Dono de um poder mental extraordinário, Holmes não perde tempo ou energia com coisas sem interesse. Seu comportamento externo é imprevisível. Ele não se prende ao mundo das aparências. O investigador é um mestre do disfarce e pode assumir tanto o aspecto externo de um cidadão típico de classe média como de um velho mendigo rabugento, para avançar com mais facilidade em suas investigações.
Nos primeiros parágrafos do conto “Black Peter”, Watson revela que Holmes usa diversos nomes falsos e possui pelo menos cinco pequenos refúgios em Londres, onde o detetive pode trocar de “personalidade” e ter uma base de operações até o final de um trabalho específico qualquer.

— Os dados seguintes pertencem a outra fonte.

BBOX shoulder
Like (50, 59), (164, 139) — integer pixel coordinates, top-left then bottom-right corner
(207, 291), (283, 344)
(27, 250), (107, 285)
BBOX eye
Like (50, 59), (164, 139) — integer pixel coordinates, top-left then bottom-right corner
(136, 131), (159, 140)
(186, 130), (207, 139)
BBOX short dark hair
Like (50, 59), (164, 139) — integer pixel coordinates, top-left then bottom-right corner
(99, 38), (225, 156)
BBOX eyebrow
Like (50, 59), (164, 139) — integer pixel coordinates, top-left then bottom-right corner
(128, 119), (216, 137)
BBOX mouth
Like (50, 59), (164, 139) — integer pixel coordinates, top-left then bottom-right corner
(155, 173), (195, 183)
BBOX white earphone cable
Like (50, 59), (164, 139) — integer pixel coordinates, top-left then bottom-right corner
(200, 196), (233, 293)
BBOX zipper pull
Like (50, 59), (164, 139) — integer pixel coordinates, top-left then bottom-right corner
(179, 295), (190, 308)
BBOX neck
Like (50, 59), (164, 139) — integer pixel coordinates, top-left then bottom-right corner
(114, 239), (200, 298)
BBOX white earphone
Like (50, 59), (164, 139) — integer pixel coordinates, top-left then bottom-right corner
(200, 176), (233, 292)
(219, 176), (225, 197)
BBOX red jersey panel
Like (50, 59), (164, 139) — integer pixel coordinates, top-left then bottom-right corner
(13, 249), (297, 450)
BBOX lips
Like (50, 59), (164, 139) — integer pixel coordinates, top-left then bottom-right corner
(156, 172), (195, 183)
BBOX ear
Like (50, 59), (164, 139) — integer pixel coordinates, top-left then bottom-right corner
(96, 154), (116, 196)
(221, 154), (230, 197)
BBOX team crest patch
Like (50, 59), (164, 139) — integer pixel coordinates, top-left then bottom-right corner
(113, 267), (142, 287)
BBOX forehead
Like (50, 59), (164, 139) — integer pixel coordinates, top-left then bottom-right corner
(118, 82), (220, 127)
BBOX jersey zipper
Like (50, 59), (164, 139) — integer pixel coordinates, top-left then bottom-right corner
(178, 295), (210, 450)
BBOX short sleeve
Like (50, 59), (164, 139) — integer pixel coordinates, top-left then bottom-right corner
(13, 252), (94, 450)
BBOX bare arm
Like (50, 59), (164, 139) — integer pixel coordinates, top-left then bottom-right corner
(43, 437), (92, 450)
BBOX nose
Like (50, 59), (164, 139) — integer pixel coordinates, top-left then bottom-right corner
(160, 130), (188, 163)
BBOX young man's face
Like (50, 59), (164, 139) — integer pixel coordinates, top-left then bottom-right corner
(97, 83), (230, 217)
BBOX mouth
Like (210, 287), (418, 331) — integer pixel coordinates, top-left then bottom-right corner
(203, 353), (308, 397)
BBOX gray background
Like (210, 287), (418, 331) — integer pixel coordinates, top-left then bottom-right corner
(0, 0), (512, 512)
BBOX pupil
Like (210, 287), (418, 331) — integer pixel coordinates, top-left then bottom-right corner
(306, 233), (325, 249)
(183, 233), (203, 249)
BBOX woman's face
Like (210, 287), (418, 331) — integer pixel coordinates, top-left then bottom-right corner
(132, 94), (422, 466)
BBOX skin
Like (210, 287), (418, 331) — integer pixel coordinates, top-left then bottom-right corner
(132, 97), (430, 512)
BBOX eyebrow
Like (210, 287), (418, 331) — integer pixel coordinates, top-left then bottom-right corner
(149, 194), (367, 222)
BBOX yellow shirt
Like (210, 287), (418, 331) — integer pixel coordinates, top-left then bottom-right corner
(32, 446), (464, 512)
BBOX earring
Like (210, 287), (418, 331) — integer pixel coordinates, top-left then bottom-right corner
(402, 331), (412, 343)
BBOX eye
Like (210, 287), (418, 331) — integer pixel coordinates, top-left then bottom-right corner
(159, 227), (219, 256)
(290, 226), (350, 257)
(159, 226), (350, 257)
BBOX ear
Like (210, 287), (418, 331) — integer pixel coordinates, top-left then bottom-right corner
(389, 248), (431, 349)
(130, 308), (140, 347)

Sherlock e a Teosofia, em Dez Pontos
Sherlock Holmes em uma das suas aventuras:
ilustração original da revista “Strand”, de Londres
Holmes enfrenta perigos a cada momento. Sua capacidade de surpreender as pessoas é uma questão de sobrevivência, mas esse fator não seria suficiente. Ele também desenvolveu concentração, coragem, desapego, intuição, altruísmo. Todas estas são características de um estudante avançado da tradição esotérica. Holmes parece havê-las tomado emprestadas do mundo filosófico e psicológico de Conan Doyle.
Vejamos alguns exemplos práticos:
1) O foco definido da consciência. A sua capacidade incomum de concentração da mente sugere uma atmosfera pessoal semelhante ao que ocorre em Raja Ioga, e só pode ser resultado de um longo processo de autotreinamento.
2) Percepção direta. O uso da telepatia e da intuição é bastante evidente na sua forma de trabalhar. O conto “As Faias Cor de Cobre” registra em um dos seus parágrafos iniciais que, quando Holmes e Watson conversam, o detetive costuma responder mais aos pensamentos do seu auxiliar do que às palavras.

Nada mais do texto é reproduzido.